Fed officials had been split about whether to raise rates three times this year or four. And that means higher interest rates on plastic.

The Federal Reserve raised interest rates on Wednesday, a move that was widely expected but still marked a milestone in the United States central bank's shift from policies used to battle the 2007-2009 financial crisis and recession.

Though rates are now roughly positive on an inflation-adjusted basis, the Fed still described its monetary policy as "accommodative", with gradual rate increases likely warranted as the economy enters a 10th straight year of growth.

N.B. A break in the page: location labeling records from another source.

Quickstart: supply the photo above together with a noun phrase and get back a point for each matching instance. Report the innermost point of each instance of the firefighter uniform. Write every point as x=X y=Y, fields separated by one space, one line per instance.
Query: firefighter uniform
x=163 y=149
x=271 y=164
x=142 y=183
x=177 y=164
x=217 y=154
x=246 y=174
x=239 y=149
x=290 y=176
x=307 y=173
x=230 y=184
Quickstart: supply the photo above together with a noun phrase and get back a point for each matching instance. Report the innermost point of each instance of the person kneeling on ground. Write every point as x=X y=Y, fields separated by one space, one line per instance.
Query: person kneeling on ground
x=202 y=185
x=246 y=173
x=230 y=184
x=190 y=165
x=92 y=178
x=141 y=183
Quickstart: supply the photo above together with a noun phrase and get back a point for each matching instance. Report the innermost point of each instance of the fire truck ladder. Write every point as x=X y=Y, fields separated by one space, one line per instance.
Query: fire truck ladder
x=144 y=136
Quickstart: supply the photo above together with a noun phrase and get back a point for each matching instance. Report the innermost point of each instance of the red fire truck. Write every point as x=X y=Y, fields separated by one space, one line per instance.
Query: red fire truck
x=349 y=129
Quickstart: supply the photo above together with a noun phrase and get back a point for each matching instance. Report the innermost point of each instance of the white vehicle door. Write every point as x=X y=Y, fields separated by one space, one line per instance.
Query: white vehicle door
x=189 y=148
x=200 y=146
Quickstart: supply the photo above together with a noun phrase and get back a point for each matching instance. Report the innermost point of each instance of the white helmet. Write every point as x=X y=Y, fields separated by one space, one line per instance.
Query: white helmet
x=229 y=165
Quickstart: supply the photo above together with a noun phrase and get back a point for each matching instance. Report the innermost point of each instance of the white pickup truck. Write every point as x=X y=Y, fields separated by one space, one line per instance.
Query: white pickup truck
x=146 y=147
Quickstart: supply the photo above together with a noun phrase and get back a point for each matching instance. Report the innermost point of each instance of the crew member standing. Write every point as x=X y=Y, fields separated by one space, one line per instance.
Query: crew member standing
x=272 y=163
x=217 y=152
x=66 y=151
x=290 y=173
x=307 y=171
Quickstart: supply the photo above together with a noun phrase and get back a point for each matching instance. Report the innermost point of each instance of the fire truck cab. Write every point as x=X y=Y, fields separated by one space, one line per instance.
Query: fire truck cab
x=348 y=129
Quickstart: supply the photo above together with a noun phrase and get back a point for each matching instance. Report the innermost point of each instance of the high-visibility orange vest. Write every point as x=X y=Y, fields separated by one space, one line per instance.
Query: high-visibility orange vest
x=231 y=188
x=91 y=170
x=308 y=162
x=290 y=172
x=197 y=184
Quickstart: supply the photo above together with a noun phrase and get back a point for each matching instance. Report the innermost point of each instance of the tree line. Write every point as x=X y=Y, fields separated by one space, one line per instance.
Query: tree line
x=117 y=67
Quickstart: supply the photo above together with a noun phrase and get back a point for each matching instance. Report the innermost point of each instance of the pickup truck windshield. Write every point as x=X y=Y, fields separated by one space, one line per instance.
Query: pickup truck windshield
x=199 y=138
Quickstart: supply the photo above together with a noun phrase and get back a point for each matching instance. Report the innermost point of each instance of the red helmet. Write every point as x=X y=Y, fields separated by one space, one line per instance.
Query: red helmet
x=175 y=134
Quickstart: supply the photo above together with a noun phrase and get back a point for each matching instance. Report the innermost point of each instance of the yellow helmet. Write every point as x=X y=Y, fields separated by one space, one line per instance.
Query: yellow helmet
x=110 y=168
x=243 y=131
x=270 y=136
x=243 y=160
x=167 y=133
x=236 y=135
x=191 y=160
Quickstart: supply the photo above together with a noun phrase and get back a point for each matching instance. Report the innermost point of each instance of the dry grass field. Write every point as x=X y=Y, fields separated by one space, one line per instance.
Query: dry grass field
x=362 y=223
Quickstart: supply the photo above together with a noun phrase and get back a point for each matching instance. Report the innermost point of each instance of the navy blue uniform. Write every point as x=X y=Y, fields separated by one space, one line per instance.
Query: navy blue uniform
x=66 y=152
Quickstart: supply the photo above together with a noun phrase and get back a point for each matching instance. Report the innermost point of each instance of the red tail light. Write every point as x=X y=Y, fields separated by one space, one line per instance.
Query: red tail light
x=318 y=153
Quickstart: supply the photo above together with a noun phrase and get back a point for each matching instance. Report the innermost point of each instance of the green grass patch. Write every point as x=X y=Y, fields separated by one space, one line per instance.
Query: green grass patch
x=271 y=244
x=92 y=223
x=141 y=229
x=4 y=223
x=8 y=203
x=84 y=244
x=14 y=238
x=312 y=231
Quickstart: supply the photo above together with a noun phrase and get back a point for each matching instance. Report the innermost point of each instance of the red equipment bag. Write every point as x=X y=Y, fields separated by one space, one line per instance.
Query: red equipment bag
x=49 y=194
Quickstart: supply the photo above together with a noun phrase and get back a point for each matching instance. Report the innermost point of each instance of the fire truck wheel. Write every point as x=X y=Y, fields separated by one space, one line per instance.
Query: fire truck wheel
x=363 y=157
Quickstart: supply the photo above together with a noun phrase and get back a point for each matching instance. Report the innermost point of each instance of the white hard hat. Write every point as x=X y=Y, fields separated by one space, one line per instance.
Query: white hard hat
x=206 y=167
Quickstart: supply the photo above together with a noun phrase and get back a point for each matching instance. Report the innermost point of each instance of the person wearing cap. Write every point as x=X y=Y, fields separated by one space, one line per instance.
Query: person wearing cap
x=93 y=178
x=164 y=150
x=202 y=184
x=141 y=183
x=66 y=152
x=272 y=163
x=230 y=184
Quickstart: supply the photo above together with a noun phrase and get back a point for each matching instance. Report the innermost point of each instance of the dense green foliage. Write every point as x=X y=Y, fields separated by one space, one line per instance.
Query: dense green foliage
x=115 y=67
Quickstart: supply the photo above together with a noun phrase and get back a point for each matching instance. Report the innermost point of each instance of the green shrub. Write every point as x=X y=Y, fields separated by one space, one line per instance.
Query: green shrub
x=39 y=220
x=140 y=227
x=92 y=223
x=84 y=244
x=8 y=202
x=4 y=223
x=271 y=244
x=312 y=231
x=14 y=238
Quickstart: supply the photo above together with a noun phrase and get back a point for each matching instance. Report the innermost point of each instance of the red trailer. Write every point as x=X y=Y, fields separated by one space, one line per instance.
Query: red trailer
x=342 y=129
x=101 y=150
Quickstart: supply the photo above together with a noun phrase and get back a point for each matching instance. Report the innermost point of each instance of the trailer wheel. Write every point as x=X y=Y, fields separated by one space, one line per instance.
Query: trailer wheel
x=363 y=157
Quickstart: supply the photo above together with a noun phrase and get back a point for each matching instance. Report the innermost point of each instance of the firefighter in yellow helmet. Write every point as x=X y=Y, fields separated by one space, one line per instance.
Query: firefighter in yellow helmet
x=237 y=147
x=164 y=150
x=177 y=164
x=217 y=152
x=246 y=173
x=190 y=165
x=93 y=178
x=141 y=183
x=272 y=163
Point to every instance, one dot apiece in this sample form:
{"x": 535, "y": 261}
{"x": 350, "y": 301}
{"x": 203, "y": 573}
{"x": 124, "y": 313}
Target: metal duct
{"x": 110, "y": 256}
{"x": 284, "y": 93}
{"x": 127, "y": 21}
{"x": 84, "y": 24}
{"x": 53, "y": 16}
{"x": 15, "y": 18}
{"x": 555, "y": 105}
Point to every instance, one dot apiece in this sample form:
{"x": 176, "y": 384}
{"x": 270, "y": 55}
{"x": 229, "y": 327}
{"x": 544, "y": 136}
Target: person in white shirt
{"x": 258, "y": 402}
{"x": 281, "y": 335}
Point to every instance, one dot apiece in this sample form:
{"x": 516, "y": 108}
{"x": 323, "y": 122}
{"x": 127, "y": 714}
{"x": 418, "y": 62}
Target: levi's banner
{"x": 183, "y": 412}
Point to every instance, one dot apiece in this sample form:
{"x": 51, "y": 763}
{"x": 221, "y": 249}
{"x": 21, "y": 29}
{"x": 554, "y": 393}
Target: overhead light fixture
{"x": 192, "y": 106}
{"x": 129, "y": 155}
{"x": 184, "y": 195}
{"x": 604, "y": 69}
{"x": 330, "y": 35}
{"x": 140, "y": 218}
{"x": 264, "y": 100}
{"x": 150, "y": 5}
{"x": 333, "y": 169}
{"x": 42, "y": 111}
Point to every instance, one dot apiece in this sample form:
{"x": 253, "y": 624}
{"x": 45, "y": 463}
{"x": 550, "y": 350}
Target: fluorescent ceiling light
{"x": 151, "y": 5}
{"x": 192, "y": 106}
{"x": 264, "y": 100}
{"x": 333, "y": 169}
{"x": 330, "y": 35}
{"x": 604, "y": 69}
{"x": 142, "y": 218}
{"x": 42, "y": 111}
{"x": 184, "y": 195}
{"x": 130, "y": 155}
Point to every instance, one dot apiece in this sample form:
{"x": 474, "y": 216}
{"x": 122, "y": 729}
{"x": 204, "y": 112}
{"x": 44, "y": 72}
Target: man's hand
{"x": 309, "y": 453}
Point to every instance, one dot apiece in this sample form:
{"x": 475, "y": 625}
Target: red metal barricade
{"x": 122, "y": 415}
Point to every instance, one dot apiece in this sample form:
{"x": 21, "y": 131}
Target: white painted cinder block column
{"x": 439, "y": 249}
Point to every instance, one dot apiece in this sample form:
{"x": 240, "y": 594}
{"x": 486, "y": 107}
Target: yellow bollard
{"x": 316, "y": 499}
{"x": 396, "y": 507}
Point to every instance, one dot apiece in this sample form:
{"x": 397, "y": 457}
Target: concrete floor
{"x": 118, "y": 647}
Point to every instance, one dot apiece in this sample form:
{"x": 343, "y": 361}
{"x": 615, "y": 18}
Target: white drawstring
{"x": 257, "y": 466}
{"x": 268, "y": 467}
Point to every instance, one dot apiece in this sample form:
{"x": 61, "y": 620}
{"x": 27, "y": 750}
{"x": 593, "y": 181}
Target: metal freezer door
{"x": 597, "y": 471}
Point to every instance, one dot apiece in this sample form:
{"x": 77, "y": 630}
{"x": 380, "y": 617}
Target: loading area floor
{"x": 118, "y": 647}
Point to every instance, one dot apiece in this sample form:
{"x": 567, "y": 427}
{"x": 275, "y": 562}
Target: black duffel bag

"The labor market is getting tighter, and price pressures are picking up", said Greg McBride, chief financial analyst at

The euro nudged up 0.1 percent to $1.1802, bouncing back from $1.1725 hit after the Fed's announcements and edging near last week's high of $1.1840.

They see another three rate increases next year, a pace unchanged from their previous forecast.

The Fed move came after a two-day meeting where its members discussed the robust state of the USA economy and the potential impact of a trade war amid rising tension between the U.S. and its largest trading partners.

But, he added, "We really don't see it in the numbers". These figures are still considerably below what Trump administration officials at various times have promised or projected. Those moves have inflated steel and aluminum costs.

"The decision you see today is another sign that the economy is in great" shape, Powell told reporters following the decision.

"The economy is doing very well", Powell said at a news conference after the meeting. This raises some speculation that every meeting becomes live for a possible adjustment to rates as it offers the chance for the Fed to explain its move in an open forum. The Fed's new forecast showed inflation inching up only slightly over the next 2 1/2 years. In the longer run, it maintained the forecast for 1.8% growth.

The bank's preferred indicator of inflation, consumer spending figures, showed annual inflation rose 2% in April or 1.8% if energy and food were excluded.

A gradual rise in inflation is coinciding with newfound economic strength. Consumer and business spending is powering the economy, in part a result of the tax cut President Donald Trump pushed through Congress late previous year.

With employers hiring at a solid pace month after month, unemployment has reached 3.8 per cent. At the same time, they project the unemployment rate to fall to 3.6 percent this year, down from earlier projections of 3.8 percent.

However, the FOMC statement stressed that rising interest rates were unlikely to derail economic growth - which it now characterizes as "strong" rather than "moderate" - and again made clear the Fed had some tolerance for inflation above its two percent target. "If the ECB or the Bank of Japan begin tightening it'll have a bigger impact than the Fed". But if it miscalculates and overdoes the credit tightening, it can trigger a recession.

Trump's imposition of tariffs on steel and aluminum imports has enraged USA allies.